Hier ist es wichtig, dass die technischen Informationen von betrieblicher Seite in den für die Auswahl von Vorsorgen relevanten Zusammenhang gebracht werden. Das erfolgt sinnvollerweise mithilfe der Fachkraft für Arbeitssicherheit und im Austausch mit den Führungskräften und Beschäftigten vor Ort.
Die Arbeitswelt entwickelt sich in den letzten Jahrzehnten zunehmend weg von technisch-betrieblichen Risiken und hin zu latenten gesundheitlichen Herausforderungen wie psychischen Belastungen und Fragen von Haltung und Bewegung bzw. Bewegungsmangel. Das betrifft die einzelnen Branchen und Unternehmen in stark unterschiedlichem Maße, ist aber als globaler Trend unübersehbar. Diese Belastungen sind natürlich auch für die Gefährdungsbeurteilung relevant, weil sie zu erheblichen Ressourcenverlusten im Unternehmen führen können. Oft lassen sich diese Belastungen jedoch nicht allein auf der Sachebene bearbeiten und dokumentieren, wie es beispielsweise beim Umgang mit gefährlichen Arbeitsmitteln erfolgt, wo für die sichere Handhabung spezifische Qualifikationen und die passende persönliche Schutzausrüstung erforderlich sind. Bei latenten tätigkeitsbedingten Belastungen spielen oft Einstellung und Motivation der Beschäftigten eine große Rolle, und geeignete Maßnahmen müssen manchmal erst entwickelt oder ausprobiert werden.
Dabei sind neben den klassischen Professionen nach ASiG Menschen gefragt, die
- für die Beratung in diesen Fragen geeignet qualifiziert sind (Arbeitspsychologen, betriebliche Gesundheitsberater),
- gute Einblicke in die betroffenen Bereiche haben, also Führungskräfte, Beschäftigte oder Beschäftigtenvertreter.
Damit Gefährdungsbeurteilungen auch bei weniger spezifischen Risiken treffend sind und zu einer effektiven Verbesserung von Arbeitsbedingungen beitragen können, sind alle relevanten Erfahrungen wichtig und müssen in den Prozess einbezogen werden.
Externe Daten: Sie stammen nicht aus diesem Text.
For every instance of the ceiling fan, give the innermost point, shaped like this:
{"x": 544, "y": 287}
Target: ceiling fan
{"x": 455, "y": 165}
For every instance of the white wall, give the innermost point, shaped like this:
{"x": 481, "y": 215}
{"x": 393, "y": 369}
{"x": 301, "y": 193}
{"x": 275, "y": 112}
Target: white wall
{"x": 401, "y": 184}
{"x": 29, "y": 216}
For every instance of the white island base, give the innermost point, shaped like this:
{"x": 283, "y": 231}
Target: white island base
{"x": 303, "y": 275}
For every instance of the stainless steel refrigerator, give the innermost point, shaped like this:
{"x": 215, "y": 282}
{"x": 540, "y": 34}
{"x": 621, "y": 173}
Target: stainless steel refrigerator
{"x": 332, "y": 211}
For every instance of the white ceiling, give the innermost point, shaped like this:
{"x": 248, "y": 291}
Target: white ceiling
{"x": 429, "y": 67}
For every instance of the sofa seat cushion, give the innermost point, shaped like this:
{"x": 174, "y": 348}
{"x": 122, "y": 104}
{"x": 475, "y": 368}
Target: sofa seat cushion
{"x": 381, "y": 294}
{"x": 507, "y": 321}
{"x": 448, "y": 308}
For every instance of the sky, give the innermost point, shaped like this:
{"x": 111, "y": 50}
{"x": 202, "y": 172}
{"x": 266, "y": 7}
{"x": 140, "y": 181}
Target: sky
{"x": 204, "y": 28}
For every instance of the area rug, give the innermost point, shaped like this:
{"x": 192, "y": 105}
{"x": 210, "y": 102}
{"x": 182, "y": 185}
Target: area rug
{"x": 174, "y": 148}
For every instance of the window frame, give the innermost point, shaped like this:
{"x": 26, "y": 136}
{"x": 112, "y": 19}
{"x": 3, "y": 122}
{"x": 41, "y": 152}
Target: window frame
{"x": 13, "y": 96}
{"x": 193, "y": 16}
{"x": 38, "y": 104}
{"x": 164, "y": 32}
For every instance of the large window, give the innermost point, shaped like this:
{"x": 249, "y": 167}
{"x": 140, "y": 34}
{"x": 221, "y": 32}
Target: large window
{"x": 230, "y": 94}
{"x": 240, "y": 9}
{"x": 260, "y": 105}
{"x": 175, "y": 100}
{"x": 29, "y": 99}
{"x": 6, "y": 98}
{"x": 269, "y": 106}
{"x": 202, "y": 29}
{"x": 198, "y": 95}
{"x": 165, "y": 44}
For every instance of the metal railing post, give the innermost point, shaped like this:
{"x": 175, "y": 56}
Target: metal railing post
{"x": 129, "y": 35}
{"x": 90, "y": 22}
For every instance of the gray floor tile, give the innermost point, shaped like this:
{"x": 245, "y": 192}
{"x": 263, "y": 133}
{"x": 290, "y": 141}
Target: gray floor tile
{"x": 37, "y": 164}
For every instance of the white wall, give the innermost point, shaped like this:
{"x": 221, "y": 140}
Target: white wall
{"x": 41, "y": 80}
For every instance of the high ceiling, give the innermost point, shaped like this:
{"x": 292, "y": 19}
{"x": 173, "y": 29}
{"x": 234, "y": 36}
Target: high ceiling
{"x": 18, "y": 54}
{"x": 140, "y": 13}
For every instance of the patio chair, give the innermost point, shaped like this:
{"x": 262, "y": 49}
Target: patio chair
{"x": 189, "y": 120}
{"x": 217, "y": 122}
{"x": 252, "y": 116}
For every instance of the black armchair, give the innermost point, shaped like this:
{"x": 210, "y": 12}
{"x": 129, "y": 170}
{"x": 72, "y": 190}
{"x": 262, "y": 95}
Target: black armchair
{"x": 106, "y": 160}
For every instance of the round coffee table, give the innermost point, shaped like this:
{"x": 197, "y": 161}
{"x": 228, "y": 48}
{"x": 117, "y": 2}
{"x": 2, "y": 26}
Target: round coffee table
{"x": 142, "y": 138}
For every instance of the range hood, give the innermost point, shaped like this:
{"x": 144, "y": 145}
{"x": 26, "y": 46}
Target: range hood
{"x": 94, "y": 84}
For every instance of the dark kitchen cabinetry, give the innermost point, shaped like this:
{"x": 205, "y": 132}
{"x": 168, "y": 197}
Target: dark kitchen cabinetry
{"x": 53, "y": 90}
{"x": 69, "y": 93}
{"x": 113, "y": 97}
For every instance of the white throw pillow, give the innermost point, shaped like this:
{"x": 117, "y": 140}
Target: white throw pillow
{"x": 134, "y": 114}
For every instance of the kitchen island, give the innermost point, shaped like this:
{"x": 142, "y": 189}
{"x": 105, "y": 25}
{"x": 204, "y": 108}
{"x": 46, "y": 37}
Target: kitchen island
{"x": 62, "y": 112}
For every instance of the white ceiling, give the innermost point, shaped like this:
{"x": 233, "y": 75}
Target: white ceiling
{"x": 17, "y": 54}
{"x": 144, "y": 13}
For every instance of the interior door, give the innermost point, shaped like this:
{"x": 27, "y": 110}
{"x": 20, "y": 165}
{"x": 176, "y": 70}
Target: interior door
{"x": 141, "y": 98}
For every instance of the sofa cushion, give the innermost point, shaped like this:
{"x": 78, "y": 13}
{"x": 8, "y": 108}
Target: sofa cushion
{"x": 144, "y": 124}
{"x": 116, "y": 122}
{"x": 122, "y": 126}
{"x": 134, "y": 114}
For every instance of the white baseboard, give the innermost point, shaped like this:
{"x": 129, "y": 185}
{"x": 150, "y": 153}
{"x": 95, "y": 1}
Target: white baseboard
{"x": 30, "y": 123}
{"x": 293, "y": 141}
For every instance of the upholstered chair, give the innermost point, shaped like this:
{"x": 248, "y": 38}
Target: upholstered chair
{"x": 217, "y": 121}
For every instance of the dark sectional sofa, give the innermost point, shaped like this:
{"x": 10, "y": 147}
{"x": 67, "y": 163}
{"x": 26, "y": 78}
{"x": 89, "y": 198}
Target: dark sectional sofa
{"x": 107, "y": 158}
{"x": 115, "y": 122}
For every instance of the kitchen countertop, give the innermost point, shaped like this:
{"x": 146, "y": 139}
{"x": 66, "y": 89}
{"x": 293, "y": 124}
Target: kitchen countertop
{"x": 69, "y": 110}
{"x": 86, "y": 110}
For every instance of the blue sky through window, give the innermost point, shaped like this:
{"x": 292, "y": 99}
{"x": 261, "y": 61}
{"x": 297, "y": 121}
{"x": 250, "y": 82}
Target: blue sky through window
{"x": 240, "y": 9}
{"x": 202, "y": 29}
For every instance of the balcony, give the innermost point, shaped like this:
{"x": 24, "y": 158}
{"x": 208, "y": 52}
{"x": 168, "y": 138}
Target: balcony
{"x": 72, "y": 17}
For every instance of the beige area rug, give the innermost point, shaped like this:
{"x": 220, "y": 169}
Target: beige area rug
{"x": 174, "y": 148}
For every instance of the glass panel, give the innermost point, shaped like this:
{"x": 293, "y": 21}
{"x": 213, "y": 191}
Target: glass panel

Informationen interdisziplinär zusammenführen
Wer sich mit Sicherheit und Gesundheitsschutz am Arbeitsplatz beschäftigt, sollte sich immer wieder klarmachen: So wichtig das Thema auch ist – der Unternehmenszweck ist i. d. R. ein anderer. Damit sind aber auch die zeitlichen, personellen und finanziellen Ressourcen, die ein Unternehmen dafür aufwenden kann, beschränkt. Je effektiver der Arbeitsschutzsektor sich organisiert, desto eher sind Führungskräfte bereit und in der Lage, mitzuziehen und letztlich die Entscheidungen zu treffen, die erforderlich sind, um Arbeitsbedingungen zu verbessern und Risiken zu vermeiden.
Ziel sollte es daher sein, dass sich alle relevanten Professionen bei anstehenden Fragen austauschen und Handlungsansätze miteinander abgleichen. So wird vermieden, dass dasselbe Thema mehrmals von verschiedenen Beteiligten – ggf. mit abweichenden Einschätzungen – vorgebracht wird, und es lässt sich strukturierter bearbeiten, was die Akzeptanz bei Entscheidern deutlich erhöht.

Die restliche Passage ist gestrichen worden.